Avant d’avoir dit quelque chose, vous comprenez que vous n’y arriverez pas, il manque encore l’année, l’éditeur, le nombre de pages, la table, la couverture, que sais-je encore !.. Les informations resteront à jamais imprécises. Alors, porté par le sourire agréable, vous ne fuyez pas, vous demandez autre chose, n’importe quoi : l’heure, un crayon ou un morceau de papier pour écrire…
Sur celui-ci, vous notez les nouveautés du jour, vous surprenant à penser que celles-ci pourront peut-être prendre place dans le travail en cours…
Avec le temps, vous vous organisez : vous achetez crayon à bille et carnet à petits carreaux, préparez vos lunettes, dégagez une ou deux heures sur votre emploi du temps et, ainsi armé, faites le tour des magasins, des commerces à livres de votre ville, entendez par là, ce que certains appellent encore librairies…
« Est-il arrivé ? ». La question concerne la commande de la semaine précédente… « Hélas, pas encore !, on ne vous a pas prévenu ? » Vous redonnez pour la seconde fois votre numéro de téléphone. Vous vous appelez Jacques, c’est Marcel qui a été informé…
Le livre n’arrivera jamais. Il s’est perdu en cours de route, a été volé, n’est pas paru, est épuisé, qu’importe !.. La vendeuse — entre temps — a terminé sa journée, son contrat, est partie en vacances… Personne ne vous préviendra…
Livres en plusieurs exemplaires — quelquefois en un seul, embusqué, caché dans les rayons, éphémère comme le papillon — encore trop rares. Livre d’un matin, d’un jour, d’une nuit, livre à peine entrevu… Livre inconnu, utile à la recherche, livre en cours d’écriture, sous presse, édité mais toujours pas distribué, pas encore écrit, à écrire, lu pour vous… Livre absent ou toujours là et que personne n’achète… Livre trouvé par hasard au rayon art et que vous avez longtemps cherché — comme cela devait être — au rayon sociologie…
Livre qu’il vous faut prendre dans les mains, sentir, peser, ouvrir pour découvrir tour à tour : année d’édition, sommaire, bibliographie cachée… Livre qui vous fait rêver ou qui vous rappelle des souvenirs : des bons parfois, plus souvent des mauvais, revenus du fond de la mémoire, quand — aux dires de vos maîtres successifs — vous n’étiez que cancre et pire encore !..

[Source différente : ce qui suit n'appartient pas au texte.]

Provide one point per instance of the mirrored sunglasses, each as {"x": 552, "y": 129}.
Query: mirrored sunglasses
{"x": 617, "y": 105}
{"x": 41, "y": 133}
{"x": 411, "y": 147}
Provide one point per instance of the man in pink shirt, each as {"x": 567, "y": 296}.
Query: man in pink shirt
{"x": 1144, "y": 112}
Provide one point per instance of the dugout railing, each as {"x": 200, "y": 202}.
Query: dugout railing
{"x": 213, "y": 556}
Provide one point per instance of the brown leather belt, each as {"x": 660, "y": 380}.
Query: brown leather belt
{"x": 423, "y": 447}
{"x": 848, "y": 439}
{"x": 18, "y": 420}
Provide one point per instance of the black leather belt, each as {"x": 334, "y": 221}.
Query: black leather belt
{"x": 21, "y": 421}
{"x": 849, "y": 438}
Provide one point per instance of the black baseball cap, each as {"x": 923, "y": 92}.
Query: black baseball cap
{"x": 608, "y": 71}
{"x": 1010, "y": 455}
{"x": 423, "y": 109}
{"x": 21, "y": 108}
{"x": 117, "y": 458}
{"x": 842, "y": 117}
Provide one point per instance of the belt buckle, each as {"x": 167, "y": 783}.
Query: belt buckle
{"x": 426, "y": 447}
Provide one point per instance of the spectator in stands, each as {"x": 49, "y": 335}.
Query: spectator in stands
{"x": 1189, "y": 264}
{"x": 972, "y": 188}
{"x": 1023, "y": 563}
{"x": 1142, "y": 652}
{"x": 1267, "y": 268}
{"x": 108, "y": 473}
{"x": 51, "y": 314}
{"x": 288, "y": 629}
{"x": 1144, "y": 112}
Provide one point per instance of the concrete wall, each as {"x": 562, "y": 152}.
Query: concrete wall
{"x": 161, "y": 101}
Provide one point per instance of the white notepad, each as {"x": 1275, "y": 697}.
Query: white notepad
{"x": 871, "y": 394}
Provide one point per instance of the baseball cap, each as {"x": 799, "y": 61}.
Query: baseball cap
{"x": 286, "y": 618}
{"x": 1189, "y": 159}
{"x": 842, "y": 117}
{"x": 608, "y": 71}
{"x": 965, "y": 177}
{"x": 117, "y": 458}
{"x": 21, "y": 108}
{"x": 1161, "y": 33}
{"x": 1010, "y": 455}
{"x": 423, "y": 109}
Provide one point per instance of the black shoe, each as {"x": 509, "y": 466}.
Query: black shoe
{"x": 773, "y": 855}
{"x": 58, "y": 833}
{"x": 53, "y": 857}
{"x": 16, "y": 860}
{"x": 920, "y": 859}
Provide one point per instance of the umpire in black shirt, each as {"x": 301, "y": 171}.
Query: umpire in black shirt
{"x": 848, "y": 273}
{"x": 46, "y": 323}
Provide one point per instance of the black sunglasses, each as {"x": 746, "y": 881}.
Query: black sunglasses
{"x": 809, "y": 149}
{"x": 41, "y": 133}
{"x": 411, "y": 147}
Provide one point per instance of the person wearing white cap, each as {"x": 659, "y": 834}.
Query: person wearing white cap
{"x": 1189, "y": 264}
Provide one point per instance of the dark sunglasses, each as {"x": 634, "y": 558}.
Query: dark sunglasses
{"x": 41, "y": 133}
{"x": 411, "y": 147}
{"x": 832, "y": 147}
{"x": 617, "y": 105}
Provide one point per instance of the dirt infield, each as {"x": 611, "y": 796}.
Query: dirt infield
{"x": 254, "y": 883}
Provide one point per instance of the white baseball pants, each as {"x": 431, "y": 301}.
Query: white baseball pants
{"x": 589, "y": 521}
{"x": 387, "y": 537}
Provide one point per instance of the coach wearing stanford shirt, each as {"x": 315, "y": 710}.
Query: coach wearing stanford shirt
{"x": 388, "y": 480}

L’environnement se découvre, le livre se livre et se maîtrise, les habitudes se prennent. Mot à mot, méthodiquement — de cette écriture qui lui valut régulièrement blâme, piquet et « bonnet d’âne » — le carnet prend forme et devient source de connaissances, ne disant rien, ne racontant rien de sa véritable histoire, gardant secrète chaque émotion issue de la découverte…
Ainsi chaque matin — par tous les temps, outillé comme il se doit et bien chaussé, à l’aise dans cet élément qu’il apprivoise chaque jour davantage — à la recherche du livre unique, intéressant, important, nécessaire à la tâche individuelle et collective, tel l’aventurier des temps modernes en quête de savoirs, le Bibliographe — oubliant joies et peines, isolé du monde et par le monde qui l’entoure — devient Pêcheur de références.



Pierre Rosset, Chronique d’un Bibliographe.

Amiens, octobre 2006.

(Écrit dans le cadre du Séminaire Interreg 3 : Prévenir l’exclusion scolaire et sociale par le partenariat,
Danielle Zay. PROFEOR EA 2261, Lille 3.)